Zacząłem się od czasu do czasu masturbować w wieku około 12 lat. Jestem teraz blisko dwudziestki. Z tego, co pamiętam, zawsze chodziło o pomoce wizualne (magazyny, porno przez modem 20k itp.). Jako nastolatka zacząłem częściej się masturbować, a moje późne nastolatki byłem w długotrwałym związku, ale seks nie był interesujący i przestał istnieć. Zacząłem się masturbować przynajmniej raz dziennie do porno. Jednocześnie zdałem sobie sprawę, że mój występ w łóżku był wszędzie. Czasami sekundy, czasem pół godziny.

W innym długoterminowym związku zacząłem masturbować się do porno znacznie mniej. W końcu prawdopodobnie raz w tygodniu. Jednak wciąż mam ten problem z wydajnością i po latach eksperymentowania z większą ilością pornografii i obrzeży, większego seksu, nadziei, że może wyleczyć ewentualny problem PE, wysokiego popędu seksualnego i regularnych mokrych snów, poczułem, że coś musi się zmienić.

Więc 90 dni temu postanowiłem nie spróbować. Jestem z dala od mojego partnera aż do Bożego Narodzenia (w innym kraju) i będąc oddanym facetem, który nigdy nie oszukiwał, pomyślałem, że eksperyment będzie interesujący i mam nadzieję, że może powstrzymać problem WF. Jestem też czerwonokrwistym facetem, mam swoje załamania i nie mogę się powstrzymać od patrzenia na gorące laski.

Przez pierwsze kilka tygodni jest trochę ciężko, a pogoda była ciepła, obok plaży = spacerowały gorące laski. Miałem w tym momencie kilka mokrych snów.

Wtedy pośrodku było żeglarstwo.

Około 3/4 drogi znowu stawałem się niesamowicie napalony, miałem mnóstwo mokrych snów (dwa w jedną noc przy jednej okazji). Poza tym, będąc z dala od mojego partnera, często uprawialiśmy sex, co prawdopodobnie nie pomogło. Ale nigdy nie dotknąłem swojego penisa.

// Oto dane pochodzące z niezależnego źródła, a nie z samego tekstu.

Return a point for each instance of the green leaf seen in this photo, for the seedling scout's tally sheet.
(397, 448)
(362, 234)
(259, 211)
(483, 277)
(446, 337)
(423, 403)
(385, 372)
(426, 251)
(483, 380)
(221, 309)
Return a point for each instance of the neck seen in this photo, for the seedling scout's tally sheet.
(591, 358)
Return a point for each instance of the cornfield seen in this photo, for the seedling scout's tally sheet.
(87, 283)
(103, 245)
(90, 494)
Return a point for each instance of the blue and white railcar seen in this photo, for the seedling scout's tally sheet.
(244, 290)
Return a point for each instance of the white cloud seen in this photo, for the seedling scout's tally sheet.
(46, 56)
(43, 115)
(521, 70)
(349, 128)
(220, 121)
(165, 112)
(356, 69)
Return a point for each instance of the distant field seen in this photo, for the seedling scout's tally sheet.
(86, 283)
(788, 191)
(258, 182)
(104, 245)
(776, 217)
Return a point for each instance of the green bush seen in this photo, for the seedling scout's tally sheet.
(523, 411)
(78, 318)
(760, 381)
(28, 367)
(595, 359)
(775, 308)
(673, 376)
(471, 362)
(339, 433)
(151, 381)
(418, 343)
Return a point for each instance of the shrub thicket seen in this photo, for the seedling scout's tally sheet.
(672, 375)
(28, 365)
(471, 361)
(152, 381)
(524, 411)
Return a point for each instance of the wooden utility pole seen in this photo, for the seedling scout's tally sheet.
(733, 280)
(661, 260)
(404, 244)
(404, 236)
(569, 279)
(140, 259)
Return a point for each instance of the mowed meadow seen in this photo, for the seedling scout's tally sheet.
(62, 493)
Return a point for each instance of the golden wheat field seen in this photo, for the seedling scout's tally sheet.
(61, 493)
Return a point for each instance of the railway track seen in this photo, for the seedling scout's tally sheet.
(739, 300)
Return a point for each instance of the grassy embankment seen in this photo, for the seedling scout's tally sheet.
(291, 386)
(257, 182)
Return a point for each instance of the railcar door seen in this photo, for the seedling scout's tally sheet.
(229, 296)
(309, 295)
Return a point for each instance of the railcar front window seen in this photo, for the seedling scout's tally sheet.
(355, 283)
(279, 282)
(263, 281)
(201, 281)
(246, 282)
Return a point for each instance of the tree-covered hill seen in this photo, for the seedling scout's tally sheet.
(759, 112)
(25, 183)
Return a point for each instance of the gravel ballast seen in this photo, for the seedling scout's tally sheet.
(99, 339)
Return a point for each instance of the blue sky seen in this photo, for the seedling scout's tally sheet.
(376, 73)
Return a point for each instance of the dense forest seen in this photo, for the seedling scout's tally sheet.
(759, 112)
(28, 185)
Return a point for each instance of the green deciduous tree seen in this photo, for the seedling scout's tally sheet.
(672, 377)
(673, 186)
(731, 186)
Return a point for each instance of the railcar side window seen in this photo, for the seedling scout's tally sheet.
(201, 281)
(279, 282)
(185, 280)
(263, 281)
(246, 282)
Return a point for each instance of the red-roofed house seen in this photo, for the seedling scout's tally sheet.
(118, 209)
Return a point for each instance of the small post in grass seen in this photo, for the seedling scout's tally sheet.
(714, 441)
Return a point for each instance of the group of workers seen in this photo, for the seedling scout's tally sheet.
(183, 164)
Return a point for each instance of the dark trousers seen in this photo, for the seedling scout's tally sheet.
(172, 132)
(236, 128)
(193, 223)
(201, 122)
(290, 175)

Teraz przez cały czas czuję się mniej podekscytowany i mniej napalony. Kiedyś ciągle sprawdzałem i rozglądałem się za gorącymi dziewczynami, prawie zwierzęcymi (czy to słowo?), I teraz nie robię tego tak często. Odkąd sięgam pamięcią, każdego dnia budziłem się KAŻDEGO RANKU z pieprzonym rockiem. Przez ostatni miesiąc prawie nie miałem poczucia humoru. Wszelkie sny seksualne lub mokre sny dotyczyły mojego partnera, co jest zajebiste. Oprócz jednego mokrego snu, w którym ostatnio śniłem o oglądaniu porno (to było dziwne, które zniweczyło wyniki). Ostateczną rzeczą będzie zobaczenie, jak gram, kiedy wrócę do domu na Boże Narodzenie.

Muszę powiedzieć, że było to dość łatwe, ale nie sądzę, żebym był uzależniony od porno. Zdałem sobie sprawę, że moja siła woli też jest całkiem dobra. W końcu myślę, że zawsze będę facetem, który lubi patrzeć na gorące laski, lubi perwersyjny seks, ale naprawdę nie mam ochoty oglądać teraz porno.

Przepraszam, jeśli ludzie liczyli na świecące oczy, supermoce, laski dosłownie zwisające ze mnie. Osobiście uważam, że wiele z tego to bzdury. Ale poza tym czuję się świetnie ze sobą i dobrze jest spędzać tę godzinę lub więcej każdego tygodnia, patrząc na porno z czymś innym.

TLDR: Dużo mniej napalony, praktycznie bez bonerów rano, nie sprawdzając kobiet przez cały czas. (Wet) marzy o niesamowitym seksie z moją piękną kobietą w domu. Ostatecznym testem będzie sprawdzenie, czy PE opadł w nadchodzących miesiącach.